We don’t always get what we want. Sometimes we have to wait. Sometimes we go without it. Sometimes when we DO get what we wanted it looks different than how we imagined it would. AND IT’S OK. We’re ok. The world keeps turning! That’s a huge lesson and a valuable one. Practice “pushing the snooze button” on wants. Enlist their help. “I understand you want ____. Would this be something you could snooze or do without?”
If it’s the right thing, if something needs to be done…
Make yourself do it.
You’re never going to “feel like it.”
Practice daily with things big and / or small without complaining.
Never tolerate abuse. But definitely learn how to throw annoying habits and stupid drama in the bucket of the 10% of things you don’t like about being in the relationship. Even the most beautiful stallions poo, everything produces waste. Clean the waste, deal with it as a constant byproduct of life. don’t $@!#% the horse so you don’t have to deal with poo.
Your mother and I would never want you to sacrifice the wellbeing of your own family for us. They should always be your priority. In the years ahead, make the choices that affirm that.
“Where you stand depends on where you sit.” It means your personal situation informs your stance on issues. Try to imagine how you’d vote if you were sitting at a less privileged place.
Put a few drops of tea tree oil in their shampoo bottle to keep lice at bay. If there’s a outbreak at school, add more. (Or spritz their hair with a tea tree oil solution.)
“I don’t give a rat’s $@!#% how much respect u garner out in the world if you don’t show respect and love and serve those you love at home.”
____loosely quoted from Glennon Doyle’s ‘Untamed.’
Practice people skills: Firm handshake, introducing yourself, being courteous when encountering / being on receiving end of someone’s rude behavior, offering your seat (never sit while someone with gray hair, pregnant belly, any sort of injury or really anyone who is older or who works harder is standing.)
Appreciate other cultures when traveling or interacting among people from different cultures. Once on a mission trip, the locals brought coffee and cookies by in the afternoons, but I never took any. I regret that lost opportunity for connection.
Some days it feels like your world is falling apart, but what's really happening is that it's falling into place. Make good choices. Be kind. Be brave. Trust.

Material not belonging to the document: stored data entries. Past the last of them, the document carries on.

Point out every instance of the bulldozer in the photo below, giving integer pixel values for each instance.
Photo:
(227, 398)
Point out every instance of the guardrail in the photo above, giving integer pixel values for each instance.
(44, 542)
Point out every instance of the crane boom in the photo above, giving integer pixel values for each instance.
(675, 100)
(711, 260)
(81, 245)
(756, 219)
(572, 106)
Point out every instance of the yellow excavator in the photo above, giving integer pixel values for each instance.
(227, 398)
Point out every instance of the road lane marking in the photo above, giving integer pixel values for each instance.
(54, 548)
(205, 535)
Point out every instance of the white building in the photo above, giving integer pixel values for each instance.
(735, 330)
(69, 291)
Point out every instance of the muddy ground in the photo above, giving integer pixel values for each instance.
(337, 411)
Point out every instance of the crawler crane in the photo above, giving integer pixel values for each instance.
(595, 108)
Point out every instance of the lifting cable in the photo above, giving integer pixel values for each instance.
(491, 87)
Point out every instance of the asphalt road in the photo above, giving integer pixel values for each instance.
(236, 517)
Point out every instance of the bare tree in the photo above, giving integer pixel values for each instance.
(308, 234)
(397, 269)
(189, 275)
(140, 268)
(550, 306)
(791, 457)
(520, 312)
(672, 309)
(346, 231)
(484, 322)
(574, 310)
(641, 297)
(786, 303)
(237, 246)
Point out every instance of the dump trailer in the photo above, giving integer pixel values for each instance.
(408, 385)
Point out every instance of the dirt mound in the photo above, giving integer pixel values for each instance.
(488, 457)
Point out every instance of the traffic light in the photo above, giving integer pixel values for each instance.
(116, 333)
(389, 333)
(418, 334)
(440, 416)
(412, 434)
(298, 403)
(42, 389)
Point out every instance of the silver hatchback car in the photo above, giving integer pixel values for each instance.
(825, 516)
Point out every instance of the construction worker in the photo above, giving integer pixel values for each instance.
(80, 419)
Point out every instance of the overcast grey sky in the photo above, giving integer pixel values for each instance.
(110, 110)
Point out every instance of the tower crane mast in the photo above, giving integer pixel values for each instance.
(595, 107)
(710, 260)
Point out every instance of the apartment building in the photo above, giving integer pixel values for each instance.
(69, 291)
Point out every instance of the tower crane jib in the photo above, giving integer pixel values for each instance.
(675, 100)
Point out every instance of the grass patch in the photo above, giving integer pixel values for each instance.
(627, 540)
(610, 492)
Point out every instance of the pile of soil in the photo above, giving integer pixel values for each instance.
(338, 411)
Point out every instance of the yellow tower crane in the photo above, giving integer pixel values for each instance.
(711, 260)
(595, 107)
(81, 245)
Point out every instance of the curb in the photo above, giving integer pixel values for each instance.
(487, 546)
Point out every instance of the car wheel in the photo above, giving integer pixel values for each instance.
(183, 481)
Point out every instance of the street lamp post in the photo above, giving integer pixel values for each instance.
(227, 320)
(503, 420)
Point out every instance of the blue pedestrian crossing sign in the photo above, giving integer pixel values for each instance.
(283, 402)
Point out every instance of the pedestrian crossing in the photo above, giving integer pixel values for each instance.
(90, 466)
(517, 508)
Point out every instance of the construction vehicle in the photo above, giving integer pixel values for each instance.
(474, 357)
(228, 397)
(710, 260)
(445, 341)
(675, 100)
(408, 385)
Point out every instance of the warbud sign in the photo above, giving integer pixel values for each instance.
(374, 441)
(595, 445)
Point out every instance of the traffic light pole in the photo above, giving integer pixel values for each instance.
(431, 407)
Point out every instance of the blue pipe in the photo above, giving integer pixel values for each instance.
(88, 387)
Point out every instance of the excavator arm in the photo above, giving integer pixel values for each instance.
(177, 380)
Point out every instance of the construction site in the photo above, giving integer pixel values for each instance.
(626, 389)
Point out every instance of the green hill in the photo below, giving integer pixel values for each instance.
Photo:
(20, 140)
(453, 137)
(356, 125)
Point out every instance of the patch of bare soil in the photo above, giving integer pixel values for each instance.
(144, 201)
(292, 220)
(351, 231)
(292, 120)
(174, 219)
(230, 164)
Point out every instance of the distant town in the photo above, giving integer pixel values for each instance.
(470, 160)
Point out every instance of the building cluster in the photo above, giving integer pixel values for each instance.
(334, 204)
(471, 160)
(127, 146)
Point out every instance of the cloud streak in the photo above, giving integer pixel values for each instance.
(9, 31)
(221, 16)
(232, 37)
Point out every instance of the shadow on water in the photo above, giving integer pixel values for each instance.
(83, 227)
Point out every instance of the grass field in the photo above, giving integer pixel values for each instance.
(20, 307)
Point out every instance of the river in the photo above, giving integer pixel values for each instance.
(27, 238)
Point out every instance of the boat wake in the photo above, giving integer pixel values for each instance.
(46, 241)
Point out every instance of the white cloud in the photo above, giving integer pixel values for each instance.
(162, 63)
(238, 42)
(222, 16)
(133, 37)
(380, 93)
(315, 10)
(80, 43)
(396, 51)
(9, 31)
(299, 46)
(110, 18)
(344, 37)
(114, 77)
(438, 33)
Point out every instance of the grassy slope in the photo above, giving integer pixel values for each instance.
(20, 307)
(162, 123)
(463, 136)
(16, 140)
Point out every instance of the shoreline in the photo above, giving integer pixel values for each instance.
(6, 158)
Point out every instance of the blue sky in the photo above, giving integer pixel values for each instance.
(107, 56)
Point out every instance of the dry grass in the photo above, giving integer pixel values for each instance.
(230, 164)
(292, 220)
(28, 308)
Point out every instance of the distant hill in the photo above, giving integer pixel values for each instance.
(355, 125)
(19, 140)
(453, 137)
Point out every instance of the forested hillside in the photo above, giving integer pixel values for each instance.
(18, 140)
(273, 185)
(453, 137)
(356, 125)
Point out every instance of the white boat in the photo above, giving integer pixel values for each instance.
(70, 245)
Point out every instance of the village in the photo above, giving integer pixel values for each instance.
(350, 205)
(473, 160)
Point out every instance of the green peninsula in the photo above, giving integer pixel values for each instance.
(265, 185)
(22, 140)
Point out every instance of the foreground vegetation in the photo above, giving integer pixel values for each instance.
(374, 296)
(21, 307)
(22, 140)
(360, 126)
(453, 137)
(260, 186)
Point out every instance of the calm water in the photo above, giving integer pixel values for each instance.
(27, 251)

Violent thunderstorms can be dangerous. Avoid driving or being out in severe weather: car accidents, downed trees, high winds, lightning, flash floods, etc. are all potentially just don’t take your safety for granted if the weather is severe, stay sheltered unless you absolutely positively have to be out and about.
I forget who said it but I love it: “I don’t know what I think until I write it down.” Paper and pen. Write. Keep it or burn it whatever you like. Journal or make a list or bullet points or narrative…whatever. Just write.
Default to "nice guy." Meaning it should require something significant for you NOT to be nice. Give people the benefit of the doubt. Cut them (and yourself) some slack. Life is hard. We're all in this together.
Work on controlling temper. Read books about how to reach this at a young age and keep updating the conversation as he grows. He needs to be able to control his temper.